The approved loans are up from the 6.15 trillion Shillings that legislators approved in 2019.
According to the report, 17 loan request proposals authorizing government to borrow were approved. These were tabled by government through the Ministry of Finance, Planning and Economic Development and considered by the House National Economy Committee.
These include; a 1.1 trillion Shillings (US Dollar 300.0 million) loan from the International Development Association (IDA) of the World Bank Group for budget support for financial year 2019/2020 to provide sufficient financial resources to the health sector and to mitigate negative effects of COVID-19 on the economy and 1.8 trillion Shillings (US Dollar 491.5 million) from the International Monetary Fund (IMF) for Balance of Payments and Budget Support to address the negative effects of COVID 19 in the financial year 2019/2020.

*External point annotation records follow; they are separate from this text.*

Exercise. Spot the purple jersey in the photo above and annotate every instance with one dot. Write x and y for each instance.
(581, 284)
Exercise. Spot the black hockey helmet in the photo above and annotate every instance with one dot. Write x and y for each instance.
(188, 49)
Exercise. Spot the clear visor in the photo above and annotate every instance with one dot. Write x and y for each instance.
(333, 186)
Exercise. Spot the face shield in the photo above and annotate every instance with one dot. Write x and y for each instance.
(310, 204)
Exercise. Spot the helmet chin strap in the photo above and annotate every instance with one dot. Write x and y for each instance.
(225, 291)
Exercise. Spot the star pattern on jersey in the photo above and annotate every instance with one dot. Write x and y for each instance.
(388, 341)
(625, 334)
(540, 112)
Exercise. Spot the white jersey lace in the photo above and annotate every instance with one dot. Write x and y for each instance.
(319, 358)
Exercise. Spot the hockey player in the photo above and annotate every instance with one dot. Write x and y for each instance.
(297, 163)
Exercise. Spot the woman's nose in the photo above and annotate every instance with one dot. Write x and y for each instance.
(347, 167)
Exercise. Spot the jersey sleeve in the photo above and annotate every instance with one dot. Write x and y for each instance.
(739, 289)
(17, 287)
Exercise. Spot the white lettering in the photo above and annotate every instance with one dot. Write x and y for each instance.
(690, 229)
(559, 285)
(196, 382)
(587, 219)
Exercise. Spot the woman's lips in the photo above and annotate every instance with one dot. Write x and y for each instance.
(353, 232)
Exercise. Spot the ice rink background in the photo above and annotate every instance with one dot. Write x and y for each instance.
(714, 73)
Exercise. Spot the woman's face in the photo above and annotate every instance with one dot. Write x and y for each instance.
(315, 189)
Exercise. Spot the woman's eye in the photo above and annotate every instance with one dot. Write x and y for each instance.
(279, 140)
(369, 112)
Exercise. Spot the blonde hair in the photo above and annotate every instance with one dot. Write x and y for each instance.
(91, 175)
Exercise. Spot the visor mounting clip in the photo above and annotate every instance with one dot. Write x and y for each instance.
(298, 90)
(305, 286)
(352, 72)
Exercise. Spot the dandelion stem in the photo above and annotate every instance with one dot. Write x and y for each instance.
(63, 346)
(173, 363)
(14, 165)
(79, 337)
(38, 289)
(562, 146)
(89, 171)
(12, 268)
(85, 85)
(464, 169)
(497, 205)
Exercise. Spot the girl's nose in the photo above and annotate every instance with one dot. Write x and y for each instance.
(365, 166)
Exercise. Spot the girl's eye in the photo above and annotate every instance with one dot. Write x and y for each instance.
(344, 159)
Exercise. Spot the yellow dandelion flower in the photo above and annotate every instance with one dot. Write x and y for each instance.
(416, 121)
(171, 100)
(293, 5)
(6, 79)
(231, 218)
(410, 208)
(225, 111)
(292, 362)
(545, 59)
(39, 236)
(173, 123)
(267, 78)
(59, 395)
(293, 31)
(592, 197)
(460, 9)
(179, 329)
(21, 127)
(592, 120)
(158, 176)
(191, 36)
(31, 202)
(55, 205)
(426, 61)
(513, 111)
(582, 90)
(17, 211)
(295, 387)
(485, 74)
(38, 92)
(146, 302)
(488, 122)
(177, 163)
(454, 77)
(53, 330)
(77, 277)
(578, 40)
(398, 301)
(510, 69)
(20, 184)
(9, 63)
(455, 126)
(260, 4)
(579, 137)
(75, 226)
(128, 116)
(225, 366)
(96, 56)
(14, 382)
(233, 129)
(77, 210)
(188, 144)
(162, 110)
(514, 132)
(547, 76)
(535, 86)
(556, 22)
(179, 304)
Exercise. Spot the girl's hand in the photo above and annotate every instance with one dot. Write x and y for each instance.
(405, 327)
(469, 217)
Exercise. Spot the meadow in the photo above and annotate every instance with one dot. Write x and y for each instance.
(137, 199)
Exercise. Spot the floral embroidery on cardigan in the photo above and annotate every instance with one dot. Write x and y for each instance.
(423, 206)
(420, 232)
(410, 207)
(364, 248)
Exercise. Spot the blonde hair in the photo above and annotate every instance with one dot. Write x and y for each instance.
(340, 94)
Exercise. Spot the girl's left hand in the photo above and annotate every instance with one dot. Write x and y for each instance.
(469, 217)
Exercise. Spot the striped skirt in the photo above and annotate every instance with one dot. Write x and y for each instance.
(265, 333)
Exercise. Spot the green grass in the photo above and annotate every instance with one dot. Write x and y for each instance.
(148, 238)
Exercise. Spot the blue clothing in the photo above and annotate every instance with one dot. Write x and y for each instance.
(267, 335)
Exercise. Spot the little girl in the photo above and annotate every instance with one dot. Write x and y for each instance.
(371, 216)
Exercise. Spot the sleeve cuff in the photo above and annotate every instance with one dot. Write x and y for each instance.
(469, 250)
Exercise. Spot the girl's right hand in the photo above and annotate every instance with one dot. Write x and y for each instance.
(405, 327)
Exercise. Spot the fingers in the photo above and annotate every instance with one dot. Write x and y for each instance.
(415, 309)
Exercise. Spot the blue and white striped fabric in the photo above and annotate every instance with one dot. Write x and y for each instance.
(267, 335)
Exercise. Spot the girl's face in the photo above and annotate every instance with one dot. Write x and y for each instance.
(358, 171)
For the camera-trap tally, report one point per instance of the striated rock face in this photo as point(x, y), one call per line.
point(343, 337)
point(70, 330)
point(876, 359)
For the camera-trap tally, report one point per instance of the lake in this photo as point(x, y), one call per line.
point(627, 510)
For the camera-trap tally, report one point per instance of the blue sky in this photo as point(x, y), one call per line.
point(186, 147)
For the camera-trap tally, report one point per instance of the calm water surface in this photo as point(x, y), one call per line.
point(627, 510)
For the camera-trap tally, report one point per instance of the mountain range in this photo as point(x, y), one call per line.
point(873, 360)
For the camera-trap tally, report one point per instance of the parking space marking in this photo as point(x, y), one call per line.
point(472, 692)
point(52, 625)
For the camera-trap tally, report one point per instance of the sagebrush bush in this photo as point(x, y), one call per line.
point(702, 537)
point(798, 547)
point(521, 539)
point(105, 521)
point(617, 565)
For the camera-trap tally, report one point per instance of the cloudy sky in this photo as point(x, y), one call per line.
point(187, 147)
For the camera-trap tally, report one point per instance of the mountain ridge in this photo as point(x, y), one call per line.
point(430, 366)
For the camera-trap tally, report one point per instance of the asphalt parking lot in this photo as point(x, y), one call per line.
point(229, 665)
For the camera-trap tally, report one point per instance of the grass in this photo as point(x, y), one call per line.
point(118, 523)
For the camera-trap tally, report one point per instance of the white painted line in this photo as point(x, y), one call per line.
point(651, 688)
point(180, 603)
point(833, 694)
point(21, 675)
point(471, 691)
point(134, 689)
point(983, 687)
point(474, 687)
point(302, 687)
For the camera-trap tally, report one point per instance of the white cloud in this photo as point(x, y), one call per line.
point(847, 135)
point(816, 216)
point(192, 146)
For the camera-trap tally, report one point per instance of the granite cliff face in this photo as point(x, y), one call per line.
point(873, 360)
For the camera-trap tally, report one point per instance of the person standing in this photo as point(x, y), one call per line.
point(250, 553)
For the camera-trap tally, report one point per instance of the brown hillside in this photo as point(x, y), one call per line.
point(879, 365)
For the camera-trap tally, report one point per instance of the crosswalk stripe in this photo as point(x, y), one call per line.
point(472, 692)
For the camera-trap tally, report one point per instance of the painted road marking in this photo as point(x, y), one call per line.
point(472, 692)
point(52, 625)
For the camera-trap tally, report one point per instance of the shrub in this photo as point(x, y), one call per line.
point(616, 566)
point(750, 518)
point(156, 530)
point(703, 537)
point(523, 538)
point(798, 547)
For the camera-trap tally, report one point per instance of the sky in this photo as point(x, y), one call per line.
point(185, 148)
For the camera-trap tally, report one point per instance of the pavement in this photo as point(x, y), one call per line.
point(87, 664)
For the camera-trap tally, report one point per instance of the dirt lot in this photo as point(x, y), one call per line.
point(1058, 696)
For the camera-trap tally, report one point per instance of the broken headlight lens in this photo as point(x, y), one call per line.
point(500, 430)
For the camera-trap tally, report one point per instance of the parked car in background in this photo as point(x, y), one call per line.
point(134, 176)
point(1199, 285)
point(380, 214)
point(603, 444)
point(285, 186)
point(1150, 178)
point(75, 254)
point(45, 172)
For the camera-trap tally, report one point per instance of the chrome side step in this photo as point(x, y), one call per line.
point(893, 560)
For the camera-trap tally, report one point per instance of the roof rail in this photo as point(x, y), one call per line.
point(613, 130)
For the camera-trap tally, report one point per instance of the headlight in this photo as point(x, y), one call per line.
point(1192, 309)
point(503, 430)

The others include; 1.67 trillion Shillings (US Dollars 456.3 million) from the Exim Bank of China to finance the upgrade and construction of national oil roads, 2.2 trillion Shillings (US Dollars 600 million) from the International Monetary Fund (IMF) and 3.2 trillion Shillings through domestic borrowing to finance the budget deficit for the financial year 2020/202, 2.7 trillion Shillings (Euros 600 million) from Stanbic Bank [U] Limited and the Trade Development Bank to finance the budget deficit for financial year 2019/2020 among others.
A recent International Monetary Fund- IMF report raised a red flag at Uganda’s rate of borrowing warning that by 2022, the country’s debt would be unsustainable.
According to the Bank of Uganda (BoU) monetary policy report for August 2020, the country’s public debt increased by 20.5 percent from 46.2 trillion in June 2019 to 56.5 trillion in June 2020. The increase in the public debt according to the report was attributed to accumulation of interest on old debts and the many acquired new debts.
The Central Bank says that the bulk of the debt had been acquired in 2020 to enable government counter the economic distress occasioned by the COVID-19 pandemic.
In the past financial years, debt repayment has been taking the biggest chunk of the National budget. Out of the 2020/2021 financial year’s budget of 45.5 trillion, 29 percent of it (13 trillion Shillings) is appropriated for debt repayment.
Auditor General, John Muwanga last year noted that although Uganda’s debt to GDP ratio is still below the IMF risky threshold of 50 percent and compares well with other East African countries, it is unfavorable when debt repayment is compared to national revenue collected in the region at 54 percent. Muwanga also says that some loans absorption levels are as low as 10 percent.